They were heavy, industrial-strength sedatives. The kind used for severe psychiatric patients. Taken daily by a 76-year-old woman, they mimicked the exact, devastating symptoms of late-stage dementia.
My sister was intentionally, systematically poisoning me.
Thursday morning finally arrived. Caroline aggressively drove me to the massive downtown bank. She practically dragged me through the glass doors.
She sat me in the bank manager’s luxurious corner office.
“My sister is hopelessly senile,” Caroline sighed heavily to the manager, sliding a massive stack of legal papers across the mahogany desk. “She does not even know what day it is. I need immediate access to her $800,000 savings account to pay for a locked dementia ward facility. It is for her own safety.”
The bank manager looked at me with deep, genuine pity.
I smiled with my soul bleeding behind my teeth.
“I really do not think that is necessary, Caroline,” I said calmly in the incredibly quiet office.
I calmly opened my purse.
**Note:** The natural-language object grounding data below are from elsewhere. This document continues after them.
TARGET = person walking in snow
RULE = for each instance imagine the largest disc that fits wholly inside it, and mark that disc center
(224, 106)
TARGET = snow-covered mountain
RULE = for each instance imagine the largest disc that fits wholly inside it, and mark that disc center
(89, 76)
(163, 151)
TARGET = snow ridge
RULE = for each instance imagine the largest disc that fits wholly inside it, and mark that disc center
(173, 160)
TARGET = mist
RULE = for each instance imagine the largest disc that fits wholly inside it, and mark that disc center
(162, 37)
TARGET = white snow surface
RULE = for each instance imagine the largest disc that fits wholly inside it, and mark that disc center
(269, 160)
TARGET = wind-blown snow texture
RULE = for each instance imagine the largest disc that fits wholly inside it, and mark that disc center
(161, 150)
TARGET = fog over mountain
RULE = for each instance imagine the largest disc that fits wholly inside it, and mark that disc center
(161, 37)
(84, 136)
I sat up perfectly straight. I pulled out an orange prescription bottle.
“Thank you, Caroline,” I said softly. “But I think you need these more than I do.”
I have never seen a woman’s face lose color so fast.
Caroline stared at me in absolute, wide-eyed horror. “Evelyn! What are you talking about?! You are confused!”
“No,” I said softly, my voice perfectly steady in the completely silent office. “I am just politely returning your drugs.”
I reached across the desk and dropped the orange bottle directly on top of the forged power of attorney document.
Caroline stepped back. Her face instantly turned completely pale white.
“This… what is that?” Caroline stammered, her hands violently shaking as she pointed at it.
“It is the heavy sedatives you painstakingly swapped my vital thyroid medication for,” I said smoothly. “The ones you explicitly used to artificially induce dementia so you could legally steal my money.”